OpenAI and Anthropic deploy AI that writes 12.5M lines in 7 hours, boosting code security
Photo by Alexandre Debiève on Unsplash
OpenAI and Anthropic each ran AI experiments that generated 12.5 million lines of code in seven hours, a feat a blog post says could dramatically improve code security.
Quick Summary
- •OpenAI and Anthropic each ran AI experiments that generated 12.5 million lines of code in seven hours, a feat a blog post says could dramatically improve code security.
- •Key company: Anthropic
- •Also mentioned: OpenAI
OpenAI’s internal “no‑human‑code” trial, detailed in a blog post by Harsh, showed that three engineers could produce a full‑stack product in just five months by delegating every line to its Codex‑powered agents. The experiment forced the team to write an instruction file, AGENTS.md, entirely with AI‑generated prose, then let the same models generate the production codebase—over a million lines that now serve hundreds of internal users. The result, according to the original analysis, was a functional application whose entire code‑creation pipeline was automated, proving that large‑scale software can be bootstrapped without a single human keystroke.
Anthropic’s parallel effort, also chronicled on a blog post, took a different angle: Nicholas Carlini assembled a swarm of 16 Claude agents to rewrite a C compiler from scratch in Rust. Over two weeks the swarm logged more than 2,000 coding sessions, churning out roughly 100,000 lines of code and incurring $20,000 in API fees. The compiler now builds Linux 6.9 across x86, ARM and RISC‑V, a milestone that the article frames as a “massive project” achieved without traditional developers. Carlini’s stress test was explicitly designed to probe how AI can discover and patch vulnerabilities at scale, a claim echoed by OpenTools’ coverage of Claude’s “code security” capabilities.
Both experiments converged on a common metric: 12.5 million lines of code generated in a seven‑hour window, a figure quoted by the a blog post as the combined output of the two runs. While the raw line count sounds impressive, the real breakthrough lies in the security implications. Claude’s “Code Security” module, highlighted by OpenTools, claims to sniff out vulnerabilities as it writes, offering a continuous, AI‑driven audit that could dramatically reduce the time developers spend on manual code reviews. OpenAI’s Codex, by contrast, demonstrated that a single, well‑orchestrated AI pipeline can produce production‑ready code without human intervention, suggesting a future where the bulk of routine coding is outsourced to autonomous agents.
Industry observers note that these experiments arrive just as the coding‑AI arms race heats up. VentureBeat reported the simultaneous launch of OpenAI’s GPT‑5.3‑Codex and Anthropic’s upgraded Claude, each touted as the most capable coding agent to date. The timing, according to the VentureBeat piece, underscores a strategic push by both firms to capture the enterprise market ahead of the Super Bowl advertising blitz. While the articles stop short of providing independent performance benchmarks, the sheer scale of the code generation—12.5 million lines in under a workday—signals that AI is moving from assistance to actual code production at a velocity previously reserved for large development teams.
The practical upshot for developers is twofold. First, AI agents can now act as both writer and reviewer, potentially slashing the window between vulnerability introduction and detection. Second, the cost dynamics are shifting: Carlini’s $20,000 API spend to produce a Linux‑compatible compiler is modest compared with the multi‑million‑dollar budgets of traditional compiler teams.
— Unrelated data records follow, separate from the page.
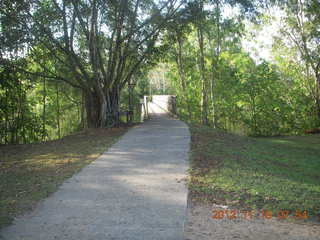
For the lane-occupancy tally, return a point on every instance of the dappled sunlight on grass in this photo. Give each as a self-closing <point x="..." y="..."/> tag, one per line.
<point x="31" y="172"/>
<point x="257" y="173"/>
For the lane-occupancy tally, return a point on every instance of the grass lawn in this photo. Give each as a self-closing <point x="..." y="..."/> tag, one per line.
<point x="276" y="173"/>
<point x="30" y="172"/>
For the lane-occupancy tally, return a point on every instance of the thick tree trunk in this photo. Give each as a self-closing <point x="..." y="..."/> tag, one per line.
<point x="102" y="109"/>
<point x="318" y="95"/>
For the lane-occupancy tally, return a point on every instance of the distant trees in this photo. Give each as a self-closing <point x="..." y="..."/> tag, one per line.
<point x="96" y="46"/>
<point x="242" y="95"/>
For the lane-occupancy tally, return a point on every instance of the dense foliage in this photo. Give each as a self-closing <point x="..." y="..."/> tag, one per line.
<point x="66" y="65"/>
<point x="219" y="84"/>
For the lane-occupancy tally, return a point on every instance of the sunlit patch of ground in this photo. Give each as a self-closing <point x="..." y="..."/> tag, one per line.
<point x="274" y="174"/>
<point x="30" y="172"/>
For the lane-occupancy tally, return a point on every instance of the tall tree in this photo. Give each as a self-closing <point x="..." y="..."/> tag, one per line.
<point x="101" y="44"/>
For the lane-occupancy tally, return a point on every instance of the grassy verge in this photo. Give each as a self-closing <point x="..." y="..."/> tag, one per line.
<point x="29" y="173"/>
<point x="278" y="173"/>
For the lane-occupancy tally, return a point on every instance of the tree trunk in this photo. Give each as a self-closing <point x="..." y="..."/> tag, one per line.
<point x="102" y="109"/>
<point x="204" y="101"/>
<point x="182" y="75"/>
<point x="44" y="110"/>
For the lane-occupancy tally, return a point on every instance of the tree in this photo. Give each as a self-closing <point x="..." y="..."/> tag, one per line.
<point x="100" y="44"/>
<point x="302" y="29"/>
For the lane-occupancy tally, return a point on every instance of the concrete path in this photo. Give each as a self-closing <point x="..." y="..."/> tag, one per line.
<point x="133" y="191"/>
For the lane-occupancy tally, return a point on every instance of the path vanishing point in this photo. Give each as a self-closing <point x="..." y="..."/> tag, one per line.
<point x="133" y="191"/>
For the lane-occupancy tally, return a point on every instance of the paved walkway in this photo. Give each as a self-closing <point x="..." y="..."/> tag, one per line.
<point x="133" y="191"/>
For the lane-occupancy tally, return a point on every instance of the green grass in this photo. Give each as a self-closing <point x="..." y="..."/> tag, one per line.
<point x="276" y="173"/>
<point x="30" y="172"/>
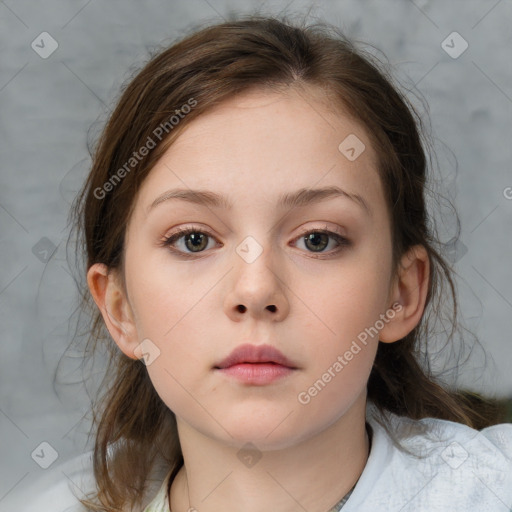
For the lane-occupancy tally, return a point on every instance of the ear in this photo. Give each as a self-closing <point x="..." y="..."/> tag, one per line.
<point x="407" y="295"/>
<point x="110" y="297"/>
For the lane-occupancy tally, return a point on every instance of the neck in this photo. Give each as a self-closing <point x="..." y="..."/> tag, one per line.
<point x="312" y="475"/>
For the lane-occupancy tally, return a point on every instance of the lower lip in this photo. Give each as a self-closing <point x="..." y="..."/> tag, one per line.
<point x="257" y="373"/>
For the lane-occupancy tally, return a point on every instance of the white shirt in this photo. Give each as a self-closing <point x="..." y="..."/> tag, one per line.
<point x="461" y="470"/>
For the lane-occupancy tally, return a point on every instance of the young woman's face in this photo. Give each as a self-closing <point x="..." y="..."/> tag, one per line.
<point x="254" y="273"/>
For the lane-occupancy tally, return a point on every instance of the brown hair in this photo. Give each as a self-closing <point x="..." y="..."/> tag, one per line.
<point x="134" y="427"/>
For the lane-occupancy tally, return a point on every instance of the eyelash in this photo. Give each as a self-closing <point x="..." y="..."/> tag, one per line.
<point x="341" y="241"/>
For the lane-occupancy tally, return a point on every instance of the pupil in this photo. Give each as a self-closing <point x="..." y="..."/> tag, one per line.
<point x="316" y="238"/>
<point x="196" y="240"/>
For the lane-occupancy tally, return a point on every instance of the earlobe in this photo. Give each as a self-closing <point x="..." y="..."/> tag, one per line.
<point x="409" y="291"/>
<point x="109" y="296"/>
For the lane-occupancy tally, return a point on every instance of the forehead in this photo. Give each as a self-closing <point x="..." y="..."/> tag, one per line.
<point x="262" y="144"/>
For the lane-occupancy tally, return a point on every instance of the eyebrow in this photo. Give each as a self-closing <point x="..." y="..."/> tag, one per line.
<point x="299" y="198"/>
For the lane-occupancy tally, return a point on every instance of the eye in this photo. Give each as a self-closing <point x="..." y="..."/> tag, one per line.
<point x="317" y="240"/>
<point x="194" y="240"/>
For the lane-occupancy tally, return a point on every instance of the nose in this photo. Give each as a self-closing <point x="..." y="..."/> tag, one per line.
<point x="257" y="289"/>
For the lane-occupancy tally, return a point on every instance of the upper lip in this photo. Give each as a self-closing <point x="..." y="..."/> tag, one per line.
<point x="255" y="354"/>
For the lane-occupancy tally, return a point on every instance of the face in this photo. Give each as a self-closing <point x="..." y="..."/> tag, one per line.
<point x="307" y="278"/>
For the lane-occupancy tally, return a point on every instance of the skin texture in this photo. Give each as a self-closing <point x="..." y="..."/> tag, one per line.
<point x="253" y="148"/>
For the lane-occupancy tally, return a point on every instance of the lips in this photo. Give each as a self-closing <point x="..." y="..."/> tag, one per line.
<point x="254" y="354"/>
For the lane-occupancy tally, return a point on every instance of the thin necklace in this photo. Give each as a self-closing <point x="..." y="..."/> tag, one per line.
<point x="336" y="508"/>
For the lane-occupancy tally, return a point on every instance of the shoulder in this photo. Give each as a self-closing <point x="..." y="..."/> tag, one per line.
<point x="57" y="488"/>
<point x="433" y="464"/>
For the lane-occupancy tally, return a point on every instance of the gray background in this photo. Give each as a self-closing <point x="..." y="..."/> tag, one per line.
<point x="49" y="105"/>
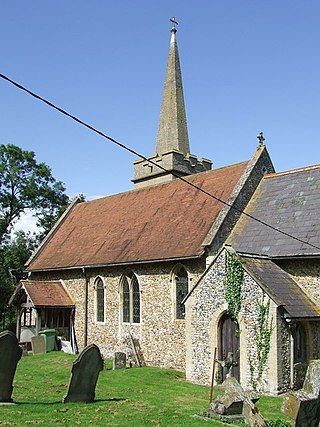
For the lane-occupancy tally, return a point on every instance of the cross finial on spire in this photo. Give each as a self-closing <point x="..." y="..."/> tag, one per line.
<point x="174" y="23"/>
<point x="261" y="138"/>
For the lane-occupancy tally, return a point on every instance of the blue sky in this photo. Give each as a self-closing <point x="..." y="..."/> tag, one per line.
<point x="247" y="66"/>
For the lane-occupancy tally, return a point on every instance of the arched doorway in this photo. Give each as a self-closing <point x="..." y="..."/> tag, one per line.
<point x="228" y="341"/>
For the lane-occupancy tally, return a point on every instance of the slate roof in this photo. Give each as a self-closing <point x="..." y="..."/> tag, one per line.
<point x="43" y="294"/>
<point x="281" y="288"/>
<point x="289" y="201"/>
<point x="164" y="221"/>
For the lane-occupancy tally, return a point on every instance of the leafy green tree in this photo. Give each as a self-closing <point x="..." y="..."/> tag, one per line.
<point x="24" y="184"/>
<point x="27" y="184"/>
<point x="14" y="255"/>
If the security‑focused Claude models can maintain low false‑positive rates, enterprises may soon favor AI‑generated code pipelines for compliance‑heavy workloads. As the original analysis concludes, “the experiment that broke software engineering” may well become the new baseline for how code is built, audited, and secured.
This article was created using AI technology and reviewed by the SectorHQ editorial team for accuracy and quality.